Menurut banyak penulis asing, kualitas pekerja wanita harus merupakan kelanjutan dari karakteristik feminin tradisional. Ada bukti bahwa wanita paling tertarik pada pekerjaan membantu orang. Jadi, dalam menganalisa preferensi utama wanita pekerja di AS, ternyata dalam profesi mereka mereka mencoba untuk melanjutkan kegiatan keluarga yang khas - mengasuh( pedagogi), merawat orang lain( kedokteran), membantu suami( pekerjaan sekretaris), memasak( memasak)dan mewujudkan diri mereka dalam persalinan dalam peran feminin tradisional - ibu, istri, nyonya. Selain itu, jika pria lebih fokus pada aktivitas sosial dan lebih dinamis, wanita lebih memilih kabinet, ruangan, tidak terlalu dinamis bekerja.
Melihat daftar ini, seseorang tidak dapat tidak memperhatikan fakta bahwa aksen prestise profesi di negara kita diatur sedemikian rupa sehingga semua profesi yang dialokasikan berada di satu sisi, tidak berperikemanusiaan, dan di sisi lain dibayar rendah( terutama dalam profesi yang berkaitan dengan pelayanan).Dengan demikian, situasi saat ini jelas merampas wanita feminin dari kemungkinan kepuasan kerja yang tinggi.
Ada satu faktor yang lebih penting, yang tidak diragukan lagi mempengaruhi sikap perempuan terhadap pekerjaan mereka. Dengan demikian, data yang diperoleh oleh sejumlah penulis menunjukkan bahwa wanita yang dipaksa bekerja untuk mendukung diri mereka dan keluarga mereka jauh lebih tidak puas dengan aktivitas profesional mereka daripada rekan kerja mereka dalam pekerjaan serupa, menerima upah yang sama atau bahkan lebih rendah, namun bekerja secara eksklusif.atas keinginan mereka sendiri( situasi keuangan keluarga memungkinkan mereka untuk tidak bekerja sama sekali).Selain itu, jika seorang wanita tidak dapat bekerja, tapi terlibat dalam kegiatan profesional, karena ini "meningkatkan latar belakang emosional dan harga dirinya", dia lebih berhasil dan efektif.

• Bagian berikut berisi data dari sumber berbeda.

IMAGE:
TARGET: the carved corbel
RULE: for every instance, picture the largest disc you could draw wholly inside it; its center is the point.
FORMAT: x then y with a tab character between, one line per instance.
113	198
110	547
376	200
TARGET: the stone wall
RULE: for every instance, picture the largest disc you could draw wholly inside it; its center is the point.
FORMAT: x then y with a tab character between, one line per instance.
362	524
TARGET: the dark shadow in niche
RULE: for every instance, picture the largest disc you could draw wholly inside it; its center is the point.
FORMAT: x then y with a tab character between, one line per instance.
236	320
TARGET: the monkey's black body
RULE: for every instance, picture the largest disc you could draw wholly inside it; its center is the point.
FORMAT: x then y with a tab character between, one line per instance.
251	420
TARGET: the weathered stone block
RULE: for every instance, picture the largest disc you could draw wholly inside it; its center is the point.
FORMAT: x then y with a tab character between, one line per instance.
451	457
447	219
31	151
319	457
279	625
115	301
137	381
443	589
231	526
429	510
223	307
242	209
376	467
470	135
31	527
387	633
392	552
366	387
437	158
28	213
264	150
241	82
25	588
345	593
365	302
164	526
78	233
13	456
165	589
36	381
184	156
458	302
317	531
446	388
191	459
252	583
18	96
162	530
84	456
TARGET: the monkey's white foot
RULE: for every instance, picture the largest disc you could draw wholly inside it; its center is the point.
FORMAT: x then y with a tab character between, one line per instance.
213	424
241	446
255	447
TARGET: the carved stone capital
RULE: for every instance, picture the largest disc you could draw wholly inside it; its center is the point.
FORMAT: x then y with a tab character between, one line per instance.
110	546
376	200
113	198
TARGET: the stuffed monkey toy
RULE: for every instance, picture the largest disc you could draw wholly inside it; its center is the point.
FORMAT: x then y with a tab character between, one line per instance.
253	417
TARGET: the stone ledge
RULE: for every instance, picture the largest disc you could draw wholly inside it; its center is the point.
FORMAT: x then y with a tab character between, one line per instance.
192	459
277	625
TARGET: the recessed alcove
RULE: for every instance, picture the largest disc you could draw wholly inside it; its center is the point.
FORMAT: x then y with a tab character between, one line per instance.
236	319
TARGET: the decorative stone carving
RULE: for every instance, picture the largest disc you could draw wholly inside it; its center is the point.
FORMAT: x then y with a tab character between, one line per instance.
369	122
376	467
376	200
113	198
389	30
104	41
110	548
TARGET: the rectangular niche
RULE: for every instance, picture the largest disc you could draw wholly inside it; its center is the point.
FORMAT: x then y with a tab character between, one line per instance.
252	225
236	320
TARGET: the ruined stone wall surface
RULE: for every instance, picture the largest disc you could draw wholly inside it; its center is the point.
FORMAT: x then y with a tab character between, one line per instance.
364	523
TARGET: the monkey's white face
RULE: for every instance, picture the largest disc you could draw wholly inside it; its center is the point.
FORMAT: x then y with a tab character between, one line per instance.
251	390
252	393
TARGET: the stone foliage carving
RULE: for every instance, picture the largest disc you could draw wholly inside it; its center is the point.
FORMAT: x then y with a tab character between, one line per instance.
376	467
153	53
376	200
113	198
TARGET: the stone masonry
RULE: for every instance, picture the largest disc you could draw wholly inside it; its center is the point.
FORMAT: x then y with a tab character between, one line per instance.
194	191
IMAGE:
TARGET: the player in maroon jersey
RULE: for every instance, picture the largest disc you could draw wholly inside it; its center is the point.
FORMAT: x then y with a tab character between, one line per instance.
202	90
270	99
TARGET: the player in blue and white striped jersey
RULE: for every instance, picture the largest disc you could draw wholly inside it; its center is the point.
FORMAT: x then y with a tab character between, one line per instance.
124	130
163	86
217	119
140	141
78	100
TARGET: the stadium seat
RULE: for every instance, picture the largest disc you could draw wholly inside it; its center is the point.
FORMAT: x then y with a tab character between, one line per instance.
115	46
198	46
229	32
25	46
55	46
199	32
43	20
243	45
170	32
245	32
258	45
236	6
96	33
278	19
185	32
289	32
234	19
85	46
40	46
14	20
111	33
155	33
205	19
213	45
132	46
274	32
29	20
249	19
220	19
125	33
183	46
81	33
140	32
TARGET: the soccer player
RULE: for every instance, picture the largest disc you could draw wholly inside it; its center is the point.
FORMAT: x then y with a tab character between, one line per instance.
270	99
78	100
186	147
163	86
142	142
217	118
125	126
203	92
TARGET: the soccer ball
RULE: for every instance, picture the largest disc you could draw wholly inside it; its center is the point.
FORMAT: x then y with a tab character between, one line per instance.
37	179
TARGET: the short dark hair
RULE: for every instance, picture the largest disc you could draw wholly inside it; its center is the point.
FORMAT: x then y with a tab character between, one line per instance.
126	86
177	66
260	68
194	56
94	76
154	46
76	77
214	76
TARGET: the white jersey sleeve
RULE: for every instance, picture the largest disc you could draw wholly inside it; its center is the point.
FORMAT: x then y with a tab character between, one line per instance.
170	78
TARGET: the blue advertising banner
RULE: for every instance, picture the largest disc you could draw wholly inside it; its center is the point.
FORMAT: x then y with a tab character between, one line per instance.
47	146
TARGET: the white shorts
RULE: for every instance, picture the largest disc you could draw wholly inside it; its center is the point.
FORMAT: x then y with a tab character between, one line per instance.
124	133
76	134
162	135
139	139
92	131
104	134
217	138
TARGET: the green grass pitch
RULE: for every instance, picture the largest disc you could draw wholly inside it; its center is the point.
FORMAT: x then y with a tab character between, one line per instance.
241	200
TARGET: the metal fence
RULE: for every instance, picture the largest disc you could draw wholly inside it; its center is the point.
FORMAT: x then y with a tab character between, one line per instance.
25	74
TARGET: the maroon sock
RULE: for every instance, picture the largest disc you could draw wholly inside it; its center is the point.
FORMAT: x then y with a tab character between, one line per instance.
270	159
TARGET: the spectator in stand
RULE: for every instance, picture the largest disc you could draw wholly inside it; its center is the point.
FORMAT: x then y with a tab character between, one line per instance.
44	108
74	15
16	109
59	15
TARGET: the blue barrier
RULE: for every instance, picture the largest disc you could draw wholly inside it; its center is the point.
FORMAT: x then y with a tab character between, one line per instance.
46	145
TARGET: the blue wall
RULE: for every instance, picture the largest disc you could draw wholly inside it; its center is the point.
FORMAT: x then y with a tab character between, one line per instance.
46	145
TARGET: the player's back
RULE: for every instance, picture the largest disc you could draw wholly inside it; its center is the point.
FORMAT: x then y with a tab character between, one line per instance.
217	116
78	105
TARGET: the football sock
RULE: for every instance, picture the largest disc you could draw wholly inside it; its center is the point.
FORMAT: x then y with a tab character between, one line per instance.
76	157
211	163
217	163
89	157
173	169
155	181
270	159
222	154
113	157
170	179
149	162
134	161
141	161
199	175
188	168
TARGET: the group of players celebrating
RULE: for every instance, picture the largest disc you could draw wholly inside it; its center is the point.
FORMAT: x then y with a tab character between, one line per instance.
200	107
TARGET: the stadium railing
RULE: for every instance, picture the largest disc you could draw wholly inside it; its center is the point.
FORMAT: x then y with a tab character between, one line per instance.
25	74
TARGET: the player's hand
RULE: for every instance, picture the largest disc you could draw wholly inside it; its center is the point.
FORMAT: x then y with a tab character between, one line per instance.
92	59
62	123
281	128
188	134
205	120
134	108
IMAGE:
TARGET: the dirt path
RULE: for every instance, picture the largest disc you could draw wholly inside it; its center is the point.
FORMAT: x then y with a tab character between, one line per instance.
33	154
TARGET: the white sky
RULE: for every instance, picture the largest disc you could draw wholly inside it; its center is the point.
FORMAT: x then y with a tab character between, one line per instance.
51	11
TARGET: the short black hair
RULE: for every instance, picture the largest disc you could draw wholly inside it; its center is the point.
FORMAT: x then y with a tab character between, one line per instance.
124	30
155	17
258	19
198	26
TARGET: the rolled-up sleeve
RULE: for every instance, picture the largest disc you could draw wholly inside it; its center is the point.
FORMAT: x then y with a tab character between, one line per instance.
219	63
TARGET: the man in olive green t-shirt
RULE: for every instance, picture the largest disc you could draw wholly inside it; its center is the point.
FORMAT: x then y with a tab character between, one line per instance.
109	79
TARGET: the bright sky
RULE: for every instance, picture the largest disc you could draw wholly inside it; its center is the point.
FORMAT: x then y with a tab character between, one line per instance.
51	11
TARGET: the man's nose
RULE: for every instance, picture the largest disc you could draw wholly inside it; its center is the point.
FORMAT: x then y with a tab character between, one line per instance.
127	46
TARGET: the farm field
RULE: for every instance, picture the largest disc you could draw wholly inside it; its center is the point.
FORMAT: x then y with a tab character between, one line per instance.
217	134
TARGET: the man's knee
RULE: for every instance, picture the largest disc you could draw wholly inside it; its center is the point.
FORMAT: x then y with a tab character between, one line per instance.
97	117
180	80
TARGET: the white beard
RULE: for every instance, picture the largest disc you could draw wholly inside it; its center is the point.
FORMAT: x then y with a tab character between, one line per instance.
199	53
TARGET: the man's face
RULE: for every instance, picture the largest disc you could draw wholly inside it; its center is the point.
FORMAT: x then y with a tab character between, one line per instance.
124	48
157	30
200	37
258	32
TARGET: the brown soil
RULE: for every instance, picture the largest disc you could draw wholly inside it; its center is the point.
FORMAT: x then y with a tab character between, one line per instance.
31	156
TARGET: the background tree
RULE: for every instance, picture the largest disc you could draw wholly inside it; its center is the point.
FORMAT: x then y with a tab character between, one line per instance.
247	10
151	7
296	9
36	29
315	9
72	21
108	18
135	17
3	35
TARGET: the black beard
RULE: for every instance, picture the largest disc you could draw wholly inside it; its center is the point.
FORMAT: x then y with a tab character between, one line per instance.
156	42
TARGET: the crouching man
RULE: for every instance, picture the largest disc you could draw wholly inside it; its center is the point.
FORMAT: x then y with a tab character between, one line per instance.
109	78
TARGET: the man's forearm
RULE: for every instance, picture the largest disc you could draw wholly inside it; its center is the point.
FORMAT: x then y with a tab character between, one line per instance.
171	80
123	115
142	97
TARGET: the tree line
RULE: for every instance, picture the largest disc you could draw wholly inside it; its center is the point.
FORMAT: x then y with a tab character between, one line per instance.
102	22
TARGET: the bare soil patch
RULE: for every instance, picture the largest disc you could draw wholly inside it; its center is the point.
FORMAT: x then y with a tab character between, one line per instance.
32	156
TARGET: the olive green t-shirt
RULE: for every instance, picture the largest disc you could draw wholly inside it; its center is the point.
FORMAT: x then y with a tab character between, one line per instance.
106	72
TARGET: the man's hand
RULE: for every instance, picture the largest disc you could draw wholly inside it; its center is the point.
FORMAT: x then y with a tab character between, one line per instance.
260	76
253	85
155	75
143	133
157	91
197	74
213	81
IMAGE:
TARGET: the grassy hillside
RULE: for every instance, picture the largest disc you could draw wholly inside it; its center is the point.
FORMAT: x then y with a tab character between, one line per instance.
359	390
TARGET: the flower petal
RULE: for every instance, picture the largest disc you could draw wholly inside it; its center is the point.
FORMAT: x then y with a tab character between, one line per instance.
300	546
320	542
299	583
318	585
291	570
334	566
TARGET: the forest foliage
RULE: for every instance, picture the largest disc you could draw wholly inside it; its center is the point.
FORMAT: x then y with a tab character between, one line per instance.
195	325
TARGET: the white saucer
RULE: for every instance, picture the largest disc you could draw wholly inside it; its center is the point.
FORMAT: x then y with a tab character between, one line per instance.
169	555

Apa motif pekerjaan wanita di masyarakat kita? Menurut beberapa laporan, 40% wanita yang disurvei bekerja hanya untuk kepentingan anak-anak. Motif kerja yang paling populer kedua adalah keinginan untuk berada dalam tim dan hanya yang ketiga adalah ketertarikan pada isi aktivitas profesional.
Dengan demikian, pasar tenaga kerja di negara kita praktis tidak mewakili kesempatan untuk mewujudkan pria atau wanita dengan identitas gender, dengan sasaran mereka yang terlibat dalam memproduksi orang untuk beberapa tipe karyawan rata-rata aseksual.
Dalam artikel ini kita telah mempertimbangkan hanya dua contoh dampak negatif dari praktik sosialisasi gender saat ini terhadap realisasi diri individu dalam budaya kita. Tidak diragukan lagi, jumlah mereka bisa berlipat ganda. Namun, tampaknya bagi kita bahwa daftar yang jauh dari daftar ini menunjukkan kebutuhan mendesak untuk "merehabilitasi" kategori seks baik dalam rekomendasi praktis psikolog dan sebenarnya dalam penelitian, karena spesifik budaya di wilayah ini cukup besar untuk mencabut kesempatan kita untuk secara langsung mengajukan banding ke orang asing.data.